Mediterranean Grain Bowl (Printable)

Fresh grains, crisp veggies, feta, and zesty lemon dressing in a nourishing Mediterranean-inspired bowl.

# What You'll Need:

→ Grains

01 - 1 cup uncooked farro or quinoa
02 - 2 cups water or vegetable broth

→ Vegetables

03 - 1 cup cherry tomatoes, halved
04 - 1 cucumber, diced
05 - 1 red bell pepper, diced
06 - 1/4 cup red onion, finely sliced
07 - 1 cup baby spinach or arugula

→ Protein & Cheese

08 - 1 cup canned chickpeas, drained and rinsed
09 - 1/2 cup crumbled feta cheese

→ Toppings

10 - 1/4 cup pitted Kalamata olives, halved
11 - 2 tbsp fresh parsley, chopped

→ Lemon-Herb Dressing

12 - 3 tbsp extra-virgin olive oil
13 - Juice of 1 lemon
14 - 1 garlic clove, finely minced
15 - 1/2 tsp dried oregano
16 - 1/4 tsp sea salt
17 - 1/4 tsp black pepper

# How-To Steps:

01 - Bring water or vegetable broth to a boil in a medium saucepan.
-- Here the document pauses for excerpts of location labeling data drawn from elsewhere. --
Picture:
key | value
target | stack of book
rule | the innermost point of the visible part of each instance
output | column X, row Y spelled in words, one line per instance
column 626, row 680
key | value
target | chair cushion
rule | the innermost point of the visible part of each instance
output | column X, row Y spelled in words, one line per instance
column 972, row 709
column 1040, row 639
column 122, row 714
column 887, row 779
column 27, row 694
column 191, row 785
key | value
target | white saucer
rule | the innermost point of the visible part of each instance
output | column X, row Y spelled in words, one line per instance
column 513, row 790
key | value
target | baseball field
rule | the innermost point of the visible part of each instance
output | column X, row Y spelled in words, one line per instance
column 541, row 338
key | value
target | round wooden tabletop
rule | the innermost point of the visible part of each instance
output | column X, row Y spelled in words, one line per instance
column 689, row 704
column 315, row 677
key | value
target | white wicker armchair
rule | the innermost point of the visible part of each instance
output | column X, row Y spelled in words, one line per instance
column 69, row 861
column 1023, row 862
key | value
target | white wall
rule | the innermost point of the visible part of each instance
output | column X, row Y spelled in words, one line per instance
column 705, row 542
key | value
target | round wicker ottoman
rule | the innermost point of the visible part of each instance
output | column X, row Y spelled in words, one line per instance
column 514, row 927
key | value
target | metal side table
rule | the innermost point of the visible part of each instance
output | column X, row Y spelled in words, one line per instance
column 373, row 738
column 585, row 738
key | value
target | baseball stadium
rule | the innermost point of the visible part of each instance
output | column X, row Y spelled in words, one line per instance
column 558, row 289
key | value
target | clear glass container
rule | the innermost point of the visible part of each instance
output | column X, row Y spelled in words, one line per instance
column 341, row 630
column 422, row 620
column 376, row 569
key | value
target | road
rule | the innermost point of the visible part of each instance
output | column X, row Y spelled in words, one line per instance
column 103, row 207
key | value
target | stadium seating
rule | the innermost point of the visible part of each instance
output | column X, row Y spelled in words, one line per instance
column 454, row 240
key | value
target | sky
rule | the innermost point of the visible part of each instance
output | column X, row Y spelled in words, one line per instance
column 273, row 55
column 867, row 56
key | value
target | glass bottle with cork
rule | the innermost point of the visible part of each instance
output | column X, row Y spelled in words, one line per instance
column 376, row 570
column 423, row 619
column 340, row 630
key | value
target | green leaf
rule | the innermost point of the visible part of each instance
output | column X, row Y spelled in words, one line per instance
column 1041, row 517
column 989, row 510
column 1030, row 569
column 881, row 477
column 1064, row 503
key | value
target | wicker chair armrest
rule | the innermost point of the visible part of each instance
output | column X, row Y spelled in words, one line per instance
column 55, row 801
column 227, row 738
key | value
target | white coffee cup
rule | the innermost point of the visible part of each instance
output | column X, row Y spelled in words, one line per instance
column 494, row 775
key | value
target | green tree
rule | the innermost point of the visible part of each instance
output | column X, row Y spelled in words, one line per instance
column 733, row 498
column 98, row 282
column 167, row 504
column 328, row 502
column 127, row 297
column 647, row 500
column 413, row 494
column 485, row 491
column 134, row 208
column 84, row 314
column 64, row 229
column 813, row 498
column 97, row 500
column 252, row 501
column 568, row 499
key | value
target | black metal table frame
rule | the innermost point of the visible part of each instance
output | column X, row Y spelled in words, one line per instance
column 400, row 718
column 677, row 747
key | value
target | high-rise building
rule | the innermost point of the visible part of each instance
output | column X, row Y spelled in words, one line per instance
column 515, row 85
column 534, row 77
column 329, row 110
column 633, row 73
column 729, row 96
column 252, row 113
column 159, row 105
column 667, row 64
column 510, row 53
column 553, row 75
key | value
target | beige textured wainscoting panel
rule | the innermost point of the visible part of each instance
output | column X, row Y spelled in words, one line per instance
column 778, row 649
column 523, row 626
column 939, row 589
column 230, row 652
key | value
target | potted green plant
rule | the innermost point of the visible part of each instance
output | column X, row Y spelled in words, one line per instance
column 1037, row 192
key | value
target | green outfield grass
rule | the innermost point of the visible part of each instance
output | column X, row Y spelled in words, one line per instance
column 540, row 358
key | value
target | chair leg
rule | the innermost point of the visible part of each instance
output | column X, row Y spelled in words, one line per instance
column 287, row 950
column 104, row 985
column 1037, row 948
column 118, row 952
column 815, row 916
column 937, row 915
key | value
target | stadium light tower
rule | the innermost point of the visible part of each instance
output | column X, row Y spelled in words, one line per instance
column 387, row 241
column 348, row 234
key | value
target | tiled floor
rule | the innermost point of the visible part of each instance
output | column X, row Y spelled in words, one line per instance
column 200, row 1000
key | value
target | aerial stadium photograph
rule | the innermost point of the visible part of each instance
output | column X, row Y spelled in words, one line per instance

Add farro or quinoa, reduce heat to low, cover, and simmer until tender — farro for 25 minutes or quinoa for 15 minutes. Drain any excess liquid and fluff with a fork. Let cool slightly.
02 - While the grains cook, halve the cherry tomatoes, dice the cucumber and red bell pepper, and finely slice the red onion. Set aside.
03 - In a small bowl, whisk together the extra-virgin olive oil, lemon juice, minced garlic, dried oregano, sea salt, and black pepper until well combined.
04 - Divide the cooked grains among four bowls. Arrange spinach or arugula on one side of each bowl, then top with chickpeas, cherry tomatoes, cucumber, bell pepper, and red onion.
05 - Sprinkle each bowl with crumbled feta cheese, Kalamata olives, and fresh parsley. Drizzle generously with the lemon-herb dressing. Serve immediately or chill for a cold grain bowl.

# Expert Advice:

01 -
  • It comes together in under an hour and reheats beautifully for lunch the next day.
  • The lemon herb dressing doubles as a marinade for anything else you throw on the grill this week.
  • You probably have most of these ingredients in your kitchen right now.
02 -
  • Let the farro cool for at least ten minutes before assembling or the spinach will wilt into a sad puddle.
  • The dressing tastes completely different after sitting for twenty minutes, so make it first and let it mingle.
  • Leftovers tighten up in the fridge overnight and the flavors deepen beautifully by day two.
03 -
  • Toast the farro in a dry pan for two minutes before boiling to bring out a deep nutty aroma you cannot get any other way.
  • Mash half the chickpeas with a fork and mix them into the grains for a creamier texture that holds the dressing better.